On Wednesday February 26th beginning at 7:30 the County Theater in Doylestown, located at 20 East State Street has scheduled a one-time only showing of the African-American 1927 silent film, “Scar of Shame”. At 7:30, Doylestown descendant Doreen Stratton will introduce the film, along with her sister Judith and brother Howard. Their father Grayson S. Stratton is briefly featured in the film with his band, Sid Stratton and the Four Horsemen.

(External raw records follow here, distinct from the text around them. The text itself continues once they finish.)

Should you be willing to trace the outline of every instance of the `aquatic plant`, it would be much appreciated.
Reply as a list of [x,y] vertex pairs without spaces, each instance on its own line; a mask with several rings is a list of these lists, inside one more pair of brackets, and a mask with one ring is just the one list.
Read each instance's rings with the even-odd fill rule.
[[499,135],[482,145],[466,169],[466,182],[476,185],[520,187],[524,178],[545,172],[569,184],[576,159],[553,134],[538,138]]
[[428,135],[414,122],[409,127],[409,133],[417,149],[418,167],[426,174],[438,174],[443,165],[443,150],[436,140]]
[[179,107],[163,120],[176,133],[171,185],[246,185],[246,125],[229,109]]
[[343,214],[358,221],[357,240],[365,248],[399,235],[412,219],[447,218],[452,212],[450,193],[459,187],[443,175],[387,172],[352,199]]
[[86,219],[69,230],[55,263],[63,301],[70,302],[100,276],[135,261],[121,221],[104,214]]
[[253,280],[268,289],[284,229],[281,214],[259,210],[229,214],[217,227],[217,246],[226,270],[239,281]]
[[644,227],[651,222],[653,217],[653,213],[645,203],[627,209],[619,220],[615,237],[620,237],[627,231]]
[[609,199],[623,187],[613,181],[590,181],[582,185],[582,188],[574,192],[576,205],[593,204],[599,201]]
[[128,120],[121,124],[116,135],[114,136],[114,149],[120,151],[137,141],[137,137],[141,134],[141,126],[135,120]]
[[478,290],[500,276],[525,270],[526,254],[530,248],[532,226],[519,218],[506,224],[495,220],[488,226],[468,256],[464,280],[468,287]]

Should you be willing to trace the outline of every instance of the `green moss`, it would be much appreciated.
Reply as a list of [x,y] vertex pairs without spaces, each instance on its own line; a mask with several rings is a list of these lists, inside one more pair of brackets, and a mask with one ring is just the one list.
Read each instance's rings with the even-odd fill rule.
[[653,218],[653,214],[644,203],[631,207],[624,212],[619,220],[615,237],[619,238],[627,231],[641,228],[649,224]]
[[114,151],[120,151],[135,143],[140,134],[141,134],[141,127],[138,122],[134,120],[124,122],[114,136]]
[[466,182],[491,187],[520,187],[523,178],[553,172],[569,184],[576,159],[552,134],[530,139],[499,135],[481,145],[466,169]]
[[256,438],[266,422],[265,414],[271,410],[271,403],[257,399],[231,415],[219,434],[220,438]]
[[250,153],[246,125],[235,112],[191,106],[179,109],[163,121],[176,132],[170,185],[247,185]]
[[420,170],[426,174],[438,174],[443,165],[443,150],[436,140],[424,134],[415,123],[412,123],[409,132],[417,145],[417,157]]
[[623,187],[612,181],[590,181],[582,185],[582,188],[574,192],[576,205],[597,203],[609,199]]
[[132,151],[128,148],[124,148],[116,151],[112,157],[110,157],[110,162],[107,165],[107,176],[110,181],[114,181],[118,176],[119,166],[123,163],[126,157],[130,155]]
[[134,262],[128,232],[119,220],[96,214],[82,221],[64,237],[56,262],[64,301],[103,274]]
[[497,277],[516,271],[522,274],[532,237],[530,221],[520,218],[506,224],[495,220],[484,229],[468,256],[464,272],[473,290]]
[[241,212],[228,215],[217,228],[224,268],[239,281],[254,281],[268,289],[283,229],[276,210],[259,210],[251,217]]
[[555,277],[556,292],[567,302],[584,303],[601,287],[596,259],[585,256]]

“Scar of Shame” was shown a few years ago on Turner Classic Movies Silent Film Series. Part of the review published on TMC’s website states–

The essential crisis of The Scar of Shame is the struggle to rise above the downward pull of the “street,” and this conflict is represented quite effectively in the film’s well-orchestrated (at times overwrought) dramatics. Just as Louise was unable to escape the influence of her stepfather, Alvin finds his promising future endangered by the secret romance of his past, suggesting that every level of black society faces obstacles beyond the obvious black/white struggle.

The film—a production of the Colored Players Film Corporation of Philadelphia–featured a cast entirely of African Americans, receiving positive reviews for its portrayal of the Black Experience. Midway in the film there is a pivotal scene where the main characters interact in a night club. The dance floor is filled with couples moving to the music of Stratton’s orchestra seen in the background.

During the 1940s through early 1960 Sid Stratton’s band was a known fixture in Doylestown and Bucks County performing at venues such as the Turk Tavern, VFW, Doylestown Country Club, American Legion, Doylestown Army and Our Lady of Mt. Carmel. His band also performed in the Counties of Delaware, Montgomery, and Philadelphia.